I found two issues in the flaky tests:
 # The local state is purged after kafkaStreams.close() timeout (Current 
timeout = 5 sec). This is the root cause of the [flaky 
test|https://ge.apache.org/s/havqcr7zu2tbk/tests/task/:streams:test/details/org.apache.kafka.streams.integration.RestoreIntegrationTest/shouldInvokeUserDefinedGlobalStateRestoreListener()?expanded-stacktrace=WyIwIl0&page=eyJvdXRwdXQiOnsiMCI6MSwiMSI6Mn19&top-execution=1]
 that occured on Sep 10 2024 16:55:51 CST. ([Code 
Link|https://github.com/apache/kafka/blob/a1f28570afb9499fb0cdb9b2928afb50a8a489ff/streams/src/test/java/org/apache/kafka/streams/integration/RestoreIntegrationTest.java#L582-L583])
 # Some partition tasks assigned to first kafkaStream(ks-1), are reassigned to 
second KafkaStream(ks-2) after rebalancing. However, the reassigned tasks are 
not started, so it’s won’t enter the suspend state.

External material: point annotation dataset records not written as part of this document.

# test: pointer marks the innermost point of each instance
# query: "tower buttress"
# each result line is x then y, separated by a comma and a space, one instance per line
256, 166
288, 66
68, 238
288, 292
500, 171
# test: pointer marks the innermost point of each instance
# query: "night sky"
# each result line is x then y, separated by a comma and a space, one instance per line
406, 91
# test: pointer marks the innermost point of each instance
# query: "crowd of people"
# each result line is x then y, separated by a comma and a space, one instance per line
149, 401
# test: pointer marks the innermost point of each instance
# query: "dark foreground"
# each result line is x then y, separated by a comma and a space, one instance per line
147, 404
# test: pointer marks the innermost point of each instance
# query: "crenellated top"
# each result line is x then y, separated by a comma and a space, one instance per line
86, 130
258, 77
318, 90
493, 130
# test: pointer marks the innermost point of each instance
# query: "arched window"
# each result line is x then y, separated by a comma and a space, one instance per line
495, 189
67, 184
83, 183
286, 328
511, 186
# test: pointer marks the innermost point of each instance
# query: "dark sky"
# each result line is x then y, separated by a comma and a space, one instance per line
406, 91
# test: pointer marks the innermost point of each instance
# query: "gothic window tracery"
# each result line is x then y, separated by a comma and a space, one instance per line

This is the root cause of 
the [flak 
test|https://ge.apache.org/s/hdpapdbvngcts/tests/task/:streams:test/details/org.apache.kafka.streams.integration.RestoreIntegrationTest/shouldInvokeUserDefinedGlobalStateRestoreListener()?top-execution=1]
 that occured on Sep 10 2024 11:44:34 CST.

 
Analysis resutl from flaky logs: (TL;DR; )

For flaky #1, log shows:
2024-09-10 04:35:{*}14,227{*} [ks1-StreamThread-1] Informed to shut down
2024-09-10 04:35:{*}19,349{*} [ks1-StreamThread-1] Shutdown completed
-> It took 5.022 secs
-> the retry test took 2.429 secs
-> My local env took 0.2 secs

For the failed flaky test #2,
Below is the time flow of the second flaky test:
time 1: ks-1 (Assigned 0_0, 0_1, 0_2, 0_3, 0_4)
time 2: ks-1 (0_4 restore started)
time 3: ks-1 (0_2 restore started)
time 4: ks-1 (0_0 restore started)
time 5: ks-2 (After rebalancing, assigned 0_1, 0_3), those test haven't started 
on ks-1
time 6: ks-2 (0_1 restore started)
time 7: ks-2 (0_3 restore started)

In this case: 
`kafkaStreams1StateRestoreListener.awaitUntilRestorationSuspends()` will never 
be true since no "Suspended from RUNNING" for task 0_1 and 0_3 in ks-1.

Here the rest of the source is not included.